EGE MECLİSİ - Gezegenimiz de, çevre sorunları artmaya devam ederek su kirliliği, toprak kirliliği, hava kirliliği ve atıklar sorularının birleşmesi ile neticesinde iklim değişikliği gibi birçok önemli sorunu beraberinde büyütmüştür. Dünyamız da yaygınlaşan kirlilik/kirleticiler; başta insanlar olmak üzere tüm çevreyi, tüm doğayı tehdit eder duruma vardırılmıştır.

 

Daha fazla kazanma hırsının insanlığı ve canlı-cansız tabiatın geleceğini tehdit ettiği gerçeğiyle karşı karşıya olduğumuz bu zamanda evresinde; gelecek nesillere yaşayabilecekleri bir dünya bırakabilmek sadece insanlar için değil, taşı, toprağı, velhasıl tüm doğa için yaşamsal varoluş mücadelesine dönüştüğü gerçeğini de aklından çıkarmadan, ekolojik bir krize dönüşen çevre sorunlarının çözümünde, bütüncül ve kamusal politikaların, üretilmesi zorunluluğu açıktır. 

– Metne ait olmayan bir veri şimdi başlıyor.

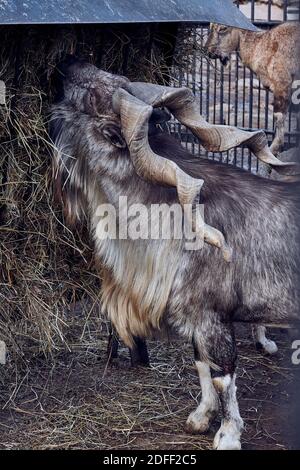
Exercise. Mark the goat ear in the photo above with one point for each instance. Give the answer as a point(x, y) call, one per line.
point(113, 134)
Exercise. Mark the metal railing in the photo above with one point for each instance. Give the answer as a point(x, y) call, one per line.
point(234, 95)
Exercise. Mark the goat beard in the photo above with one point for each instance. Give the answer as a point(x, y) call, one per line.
point(224, 61)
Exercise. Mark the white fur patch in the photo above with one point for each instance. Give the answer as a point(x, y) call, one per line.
point(200, 419)
point(2, 352)
point(229, 435)
point(269, 346)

Bu kapsamda çevre politikalarının; sanayi, tarım, enerji, ulaşım ve kentleşme politikalarıyla bütüncül olarak ele alınmasını zorunlu bulunmaktadır. Bilime, doğaya aykırı yasal düzenlemelerle ile Ülkemiz bir karlı yatırım alanı olarak sunulmakta ve sanayi, tarım, kent, ulaşım, enerji, madenler, doğal kaynaklar, ormanlar, hazine arazileri, kıyılar, dereler, yeraltı ve yerüstü su kaynaklarını kirleterek, çevrenin yok edilmesi yönünde yoğun çaba göstermektedir. Bu alanlar kamusal yarar gözetilmeksizin, sadece kişi veya bazı grupların çıkarına yarar biçimde kar hırsıyla tahrip edilmenin önü açılmaktadır. Kıyı Kanunu, Mera Kanunu ve Zeytinciliğin Islahı ve Yabanilerinin Aşılattırılması Hakkında Kanun’da değişiklikler ile madenler, tarım, hayvancılık, denizcilik ve çevreyi, plansız bir sanayileşme ve çarpık kentleşme uğruna heba edecek nitelikteki düzenlemeler bunun tipik örnekleri arasındadır.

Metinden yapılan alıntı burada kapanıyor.